One especially obvious example is “ability to think mathematically at all”. This seems in many respects like a reasoning ability that’s both relatively simple (it doesn’t require grappling with the complexity of the physical world) and relatively core. Yet the average human can’t even do trivial tasks like ‘multiply two eight-digit numbers together in your head in under a second’. This gap on its own seems sufficient for AGI to blow humans out of the water.
(E.g., I expect there are innumerable scientific fields, subfields, technologies, etc. that are easy to find when you can hold a hundred complex mathematical structures in your 200 slots of working memory simultaneously and perceive connections between those structures. Many things are hard to do across a network of separated brains, calculators, etc. that are far easier to do within a single brain that can hold everything in view at once, understand the big picture, consciously think about many relationships at once, etc.)

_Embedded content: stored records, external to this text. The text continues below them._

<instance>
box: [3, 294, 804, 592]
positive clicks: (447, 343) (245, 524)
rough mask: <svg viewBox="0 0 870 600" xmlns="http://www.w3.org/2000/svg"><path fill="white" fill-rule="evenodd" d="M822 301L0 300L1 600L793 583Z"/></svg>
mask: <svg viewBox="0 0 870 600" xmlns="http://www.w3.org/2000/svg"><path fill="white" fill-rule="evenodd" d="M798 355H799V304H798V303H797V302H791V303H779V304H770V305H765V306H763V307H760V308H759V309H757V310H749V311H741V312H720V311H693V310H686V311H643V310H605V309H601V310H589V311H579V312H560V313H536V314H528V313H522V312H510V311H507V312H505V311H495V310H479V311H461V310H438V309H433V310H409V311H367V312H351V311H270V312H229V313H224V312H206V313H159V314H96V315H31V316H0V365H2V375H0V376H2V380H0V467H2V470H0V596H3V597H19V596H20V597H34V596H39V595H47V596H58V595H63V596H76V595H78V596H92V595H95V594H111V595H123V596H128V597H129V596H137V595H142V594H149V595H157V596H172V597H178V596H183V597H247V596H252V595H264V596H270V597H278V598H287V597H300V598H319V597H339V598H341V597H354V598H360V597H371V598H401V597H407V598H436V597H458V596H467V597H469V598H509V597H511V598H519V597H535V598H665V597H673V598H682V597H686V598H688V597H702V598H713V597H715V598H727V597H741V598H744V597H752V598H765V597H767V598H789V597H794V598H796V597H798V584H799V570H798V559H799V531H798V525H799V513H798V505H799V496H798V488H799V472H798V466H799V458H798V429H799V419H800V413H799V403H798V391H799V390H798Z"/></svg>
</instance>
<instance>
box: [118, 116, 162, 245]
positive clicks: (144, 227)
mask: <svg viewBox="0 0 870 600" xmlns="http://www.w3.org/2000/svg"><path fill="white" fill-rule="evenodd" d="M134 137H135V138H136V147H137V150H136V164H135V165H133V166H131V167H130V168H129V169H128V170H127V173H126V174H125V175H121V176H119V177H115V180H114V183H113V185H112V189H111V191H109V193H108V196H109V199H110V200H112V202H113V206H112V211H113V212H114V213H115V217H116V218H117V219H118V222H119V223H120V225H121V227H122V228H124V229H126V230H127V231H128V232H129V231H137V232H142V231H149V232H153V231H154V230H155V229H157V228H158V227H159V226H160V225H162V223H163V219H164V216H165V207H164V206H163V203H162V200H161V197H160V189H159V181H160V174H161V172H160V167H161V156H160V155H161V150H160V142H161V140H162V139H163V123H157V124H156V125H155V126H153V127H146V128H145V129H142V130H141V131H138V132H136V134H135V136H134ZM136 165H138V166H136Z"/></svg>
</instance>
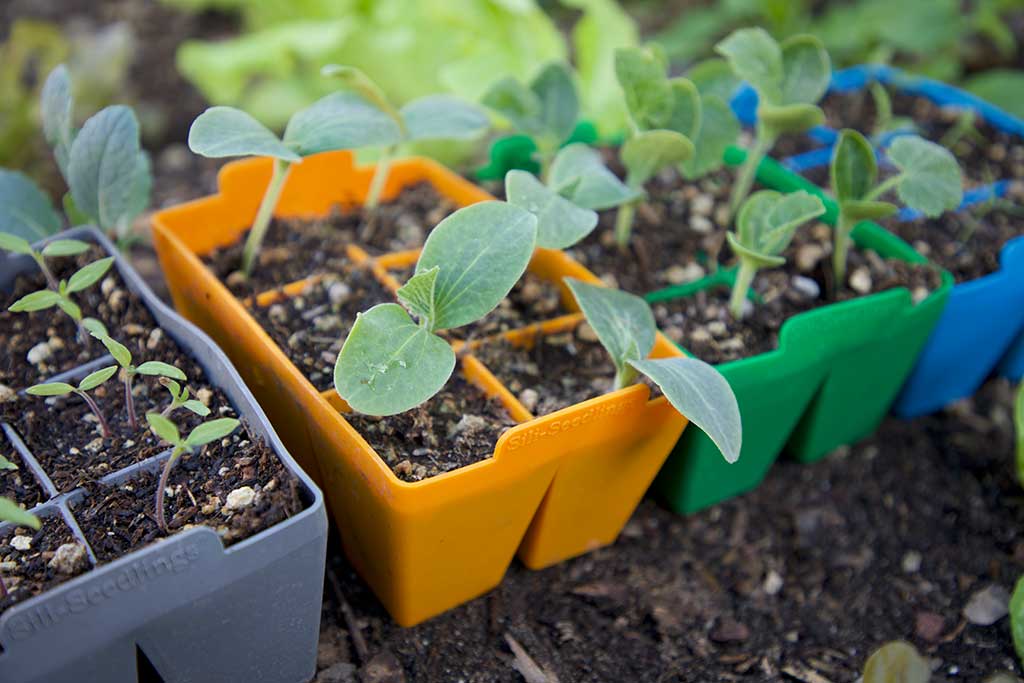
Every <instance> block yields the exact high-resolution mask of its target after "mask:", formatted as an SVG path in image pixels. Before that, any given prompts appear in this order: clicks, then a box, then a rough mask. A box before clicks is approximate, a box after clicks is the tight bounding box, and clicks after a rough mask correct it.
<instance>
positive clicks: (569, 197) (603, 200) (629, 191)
mask: <svg viewBox="0 0 1024 683" xmlns="http://www.w3.org/2000/svg"><path fill="white" fill-rule="evenodd" d="M549 177H550V179H549V183H550V184H551V186H552V187H554V188H555V189H556V190H557V189H558V188H560V187H571V188H572V190H571V191H570V193H569V194H568V195H564V194H563V196H565V197H567V198H568V199H570V200H572V203H573V204H575V205H577V206H580V207H583V208H585V209H593V210H595V211H602V210H604V209H610V208H612V207H616V206H618V205H621V204H628V203H630V202H633V201H635V200H638V199H640V198H641V197H643V193H642V191H639V190H636V189H633V188H631V187H630V186H629V185H627V184H626V183H624V182H623V181H622V180H620V179H618V177H617V176H615V174H614V173H612V172H611V171H609V170H608V169H607V168H606V167H605V165H604V162H603V161H602V159H601V155H600V153H598V152H597V151H596V150H592V148H591V147H589V146H587V145H586V144H584V143H582V142H575V143H573V144H568V145H566V146H564V147H562V150H561V151H560V152H559V153H558V155H557V156H556V157H555V160H554V162H552V164H551V169H550V171H549ZM559 191H560V190H559Z"/></svg>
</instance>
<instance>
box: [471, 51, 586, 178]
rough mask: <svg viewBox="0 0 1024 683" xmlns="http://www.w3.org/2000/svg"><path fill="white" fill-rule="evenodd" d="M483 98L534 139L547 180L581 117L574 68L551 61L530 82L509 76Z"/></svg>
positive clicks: (545, 177) (485, 100)
mask: <svg viewBox="0 0 1024 683" xmlns="http://www.w3.org/2000/svg"><path fill="white" fill-rule="evenodd" d="M480 102H481V103H482V104H483V105H484V106H486V108H487V109H489V110H492V111H493V112H495V113H496V114H498V115H499V116H500V117H501V118H503V119H505V120H506V121H508V122H509V124H511V126H512V127H513V128H514V129H515V131H516V132H517V133H520V134H522V135H526V136H527V137H529V138H530V139H532V140H534V143H535V144H536V145H537V157H538V159H537V161H538V163H539V164H540V165H541V177H542V178H543V179H545V180H547V177H548V171H549V169H550V167H551V164H552V162H553V161H554V158H555V155H556V154H557V152H558V147H559V146H560V145H561V144H562V143H563V142H564V141H565V140H566V139H568V137H569V135H571V134H572V129H573V128H574V127H575V124H577V120H578V119H579V117H580V93H579V91H578V89H577V84H575V78H574V75H573V74H572V71H571V69H569V67H568V66H567V65H565V63H563V62H560V61H552V62H549V63H547V65H545V66H544V67H542V68H541V71H540V72H538V74H537V76H535V77H534V79H532V80H531V81H530V82H529V83H528V84H523V83H520V82H519V81H517V80H516V79H515V78H513V77H511V76H508V77H506V78H503V79H501V80H500V81H498V82H497V83H495V84H494V85H492V86H490V87H489V88H488V89H487V91H486V92H485V93H484V94H483V97H482V98H481V99H480Z"/></svg>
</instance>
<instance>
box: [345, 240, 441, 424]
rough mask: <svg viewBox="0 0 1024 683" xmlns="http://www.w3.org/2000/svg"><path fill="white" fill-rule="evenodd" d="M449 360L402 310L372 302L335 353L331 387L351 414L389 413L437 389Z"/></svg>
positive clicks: (439, 342) (425, 396) (434, 341)
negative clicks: (373, 302)
mask: <svg viewBox="0 0 1024 683" xmlns="http://www.w3.org/2000/svg"><path fill="white" fill-rule="evenodd" d="M435 229H436V228H435ZM455 362H456V357H455V351H453V350H452V347H451V346H450V345H449V343H447V342H446V341H444V340H443V339H441V338H440V337H438V336H436V335H434V334H431V333H430V332H429V331H427V330H426V329H425V328H423V327H421V326H419V325H417V324H416V323H415V322H414V321H413V318H412V317H410V316H409V313H407V312H406V309H404V308H402V307H401V306H399V305H398V304H394V303H384V304H378V305H376V306H374V307H373V308H371V309H370V310H368V311H366V312H364V313H359V314H358V315H357V316H356V318H355V325H354V326H352V331H351V332H349V333H348V338H347V339H346V340H345V344H344V346H342V347H341V353H339V354H338V361H337V364H336V365H335V369H334V386H335V389H337V391H338V394H339V395H340V396H341V397H342V398H344V399H345V400H346V401H348V404H349V405H350V407H351V408H352V410H354V411H357V412H359V413H364V414H366V415H382V416H383V415H395V414H397V413H402V412H404V411H408V410H410V409H413V408H416V407H417V405H419V404H420V403H422V402H423V401H425V400H427V399H428V398H430V397H431V396H433V395H434V394H435V393H437V392H438V391H440V389H441V387H443V386H444V383H445V382H446V381H447V379H449V378H450V377H451V376H452V371H453V370H455Z"/></svg>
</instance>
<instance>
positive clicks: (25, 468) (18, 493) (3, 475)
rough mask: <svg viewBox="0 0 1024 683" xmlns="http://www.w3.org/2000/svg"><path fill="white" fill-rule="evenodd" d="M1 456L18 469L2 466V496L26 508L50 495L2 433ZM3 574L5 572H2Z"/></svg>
mask: <svg viewBox="0 0 1024 683" xmlns="http://www.w3.org/2000/svg"><path fill="white" fill-rule="evenodd" d="M0 456H3V457H4V458H6V459H7V460H8V461H9V462H10V463H11V464H13V465H14V466H15V467H16V468H17V469H4V468H3V467H0V498H6V499H8V500H11V501H14V502H15V503H17V504H18V505H20V506H22V507H24V508H25V509H26V510H30V509H32V508H34V507H35V506H37V505H39V504H40V503H42V502H43V501H45V500H47V499H48V498H49V497H48V496H47V495H46V492H44V490H43V486H42V485H41V484H40V483H39V482H38V481H36V477H35V475H34V474H33V473H32V470H30V469H29V466H28V465H26V464H25V460H23V459H22V456H20V454H19V453H18V452H17V451H15V450H14V446H13V445H11V443H10V441H8V440H7V438H6V437H5V436H4V435H3V434H2V433H0ZM0 575H3V572H0Z"/></svg>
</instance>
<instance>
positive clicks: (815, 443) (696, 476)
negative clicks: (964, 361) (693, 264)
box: [647, 148, 953, 514]
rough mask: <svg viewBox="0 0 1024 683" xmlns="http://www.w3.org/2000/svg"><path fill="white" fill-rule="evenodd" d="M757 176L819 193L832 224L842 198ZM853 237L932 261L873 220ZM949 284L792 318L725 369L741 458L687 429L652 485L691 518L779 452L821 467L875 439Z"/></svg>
mask: <svg viewBox="0 0 1024 683" xmlns="http://www.w3.org/2000/svg"><path fill="white" fill-rule="evenodd" d="M742 160H743V153H742V151H740V150H737V148H731V150H729V151H728V152H727V154H726V162H727V163H729V164H730V165H736V164H739V163H742ZM758 180H759V181H760V182H761V183H762V184H763V185H766V186H768V187H772V188H774V189H777V190H780V191H795V190H797V189H807V190H808V191H811V193H813V194H815V195H817V196H819V197H821V198H822V200H823V201H824V202H825V207H826V210H827V211H826V213H825V215H824V217H823V220H824V221H825V222H827V223H829V224H833V223H834V222H835V220H836V215H837V207H836V204H835V202H834V201H833V200H831V199H830V198H828V197H826V196H825V194H824V193H823V191H822V190H821V189H820V188H819V187H816V186H815V185H814V184H813V183H811V182H809V181H808V180H806V179H805V178H802V177H800V176H797V175H795V174H793V173H791V172H788V171H786V170H785V169H784V168H782V167H781V166H780V165H779V164H777V163H776V162H774V161H773V160H771V159H766V160H765V161H764V163H762V165H761V167H760V168H759V169H758ZM853 240H854V242H855V243H856V244H857V246H858V247H861V248H865V249H872V250H874V251H877V252H878V253H879V254H880V255H882V256H884V257H892V258H901V259H903V260H906V261H910V262H924V261H925V260H926V259H925V258H924V257H923V256H921V255H920V254H918V253H916V252H914V251H913V249H912V248H911V247H910V246H909V245H907V244H906V243H905V242H903V241H902V240H900V239H899V238H897V237H895V236H894V234H892V233H890V232H887V231H886V230H885V229H883V228H882V227H881V226H880V225H878V224H876V223H871V222H867V221H865V222H863V223H861V224H859V225H858V226H857V227H856V228H855V229H854V231H853ZM734 274H735V271H734V269H722V270H719V271H718V272H717V273H715V274H713V275H710V276H709V278H706V279H703V280H702V281H699V282H697V283H691V284H689V285H685V286H680V287H673V288H668V289H665V290H659V291H657V292H653V293H651V294H649V295H647V300H648V301H651V302H657V301H667V300H671V299H674V298H679V297H683V296H689V295H692V294H693V293H695V292H697V291H700V290H707V289H712V288H716V287H723V286H727V285H731V283H732V279H733V278H734ZM952 285H953V281H952V276H951V275H949V273H946V272H943V275H942V286H941V287H940V288H939V289H938V290H936V291H934V292H932V294H931V295H930V296H929V297H928V298H927V299H925V300H924V301H922V302H921V303H919V304H918V305H914V304H913V303H912V301H911V299H910V293H909V292H908V291H907V290H906V289H905V288H899V289H895V290H888V291H886V292H881V293H879V294H872V295H870V296H867V297H862V298H859V299H854V300H851V301H845V302H842V303H838V304H831V305H828V306H822V307H821V308H816V309H814V310H810V311H807V312H805V313H801V314H799V315H795V316H794V317H793V318H791V319H788V321H786V323H785V324H784V325H783V326H782V329H781V331H780V335H779V347H778V348H777V349H776V350H773V351H769V352H766V353H762V354H760V355H757V356H754V357H751V358H743V359H741V360H735V361H732V362H726V364H722V365H721V366H719V367H718V369H719V370H720V371H721V372H722V374H723V375H724V376H725V378H726V379H727V380H728V381H729V384H730V385H731V386H732V389H733V391H735V393H736V398H737V400H738V402H739V411H740V415H741V417H742V425H743V449H742V452H741V454H740V457H739V461H738V462H736V463H735V464H733V465H728V464H726V463H725V462H724V461H723V460H722V457H721V456H720V455H719V454H718V452H717V450H716V449H715V446H714V444H713V443H712V442H711V441H710V440H709V439H708V438H707V437H706V436H703V434H701V433H700V432H699V431H698V430H695V429H687V430H686V431H685V432H684V433H683V436H682V438H680V440H679V443H678V444H677V445H676V449H675V450H674V452H673V454H672V455H671V456H670V457H669V460H668V461H667V462H666V465H665V467H664V468H663V469H662V472H660V474H659V475H658V477H657V479H656V481H655V483H654V488H655V490H656V492H657V494H658V495H659V497H660V498H662V499H663V500H664V501H665V502H666V503H667V504H668V505H669V506H670V507H671V508H672V509H673V510H675V511H676V512H679V513H681V514H688V513H691V512H694V511H696V510H700V509H702V508H706V507H708V506H710V505H714V504H715V503H718V502H720V501H723V500H726V499H728V498H731V497H733V496H737V495H739V494H742V493H744V492H746V490H750V489H752V488H754V487H755V486H757V485H758V484H759V483H760V482H761V480H762V479H763V478H764V476H765V474H767V472H768V470H769V468H770V467H771V465H772V464H773V463H774V462H775V459H776V458H777V457H778V455H779V454H780V453H781V452H784V453H786V455H788V456H791V457H793V458H795V459H797V460H799V461H801V462H805V463H807V462H814V461H816V460H819V459H820V458H822V457H823V456H825V455H826V454H828V453H829V452H831V451H834V450H835V449H836V447H838V446H840V445H842V444H844V443H851V442H853V441H856V440H858V439H860V438H863V437H864V436H867V435H869V434H871V433H873V432H874V430H876V429H877V428H878V426H879V424H880V423H881V422H882V420H883V419H884V418H885V416H886V414H887V413H888V412H889V408H890V407H891V404H892V402H893V400H894V399H895V398H896V395H897V394H898V392H899V389H900V387H901V386H902V385H903V382H904V380H905V379H906V377H907V376H908V375H909V373H910V371H911V370H912V368H913V364H914V362H915V360H916V358H918V355H919V354H920V353H921V350H922V348H923V347H924V345H925V342H926V341H927V340H928V336H929V335H930V334H931V332H932V329H933V328H934V327H935V325H936V324H937V323H938V319H939V315H940V314H941V312H942V309H943V307H944V306H945V302H946V299H947V297H948V296H949V291H950V289H951V288H952ZM684 350H685V349H684Z"/></svg>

Example: AlphaGo Zero. There was a one-year gap between ‘the first time AI ever defeated a human professional’ and ‘the last time a human professional ever beat a SotA AI’. AlphaGo Zero in particular showed that 2500 years of human reasoning about Go was crap compared to what was pretty easy to do with 2017 hardware and techniques and ~72 hours of self-play. This isn’t a proof that human intelligence is similarly crap in physical-data-dependent STEM work, or in other formal settings, but it seems like a strong hint.
I’d guess we already have a hardware overhang for running AGI. (Considering, e.g., that we don’t need to recapitulate everything a human brain is doing in order to achieve AGI. Indeed, I’d expect that we only need to capture a small fraction of what the human brain is doing in order to produce superhuman STEM reasoning. I expect that AGI will be invented in the future (i.e., we don’t already have it), and that we’ll have more than enough compute.)
I’d be curious to know (1) whether you disagree with these points, and (2) whether you disagree that theses points are sufficient to predict that at least one early AGI system will be capable enough to defeat humans, if we don’t succeed on the alignment problem.
(I usually think of “early AGI systems” as ‘AGI systems built within five years of when humanity first starts building a system that could be deployed to do all the work human engineers can do in at least one hard science, if the developers were aiming at that goal’.)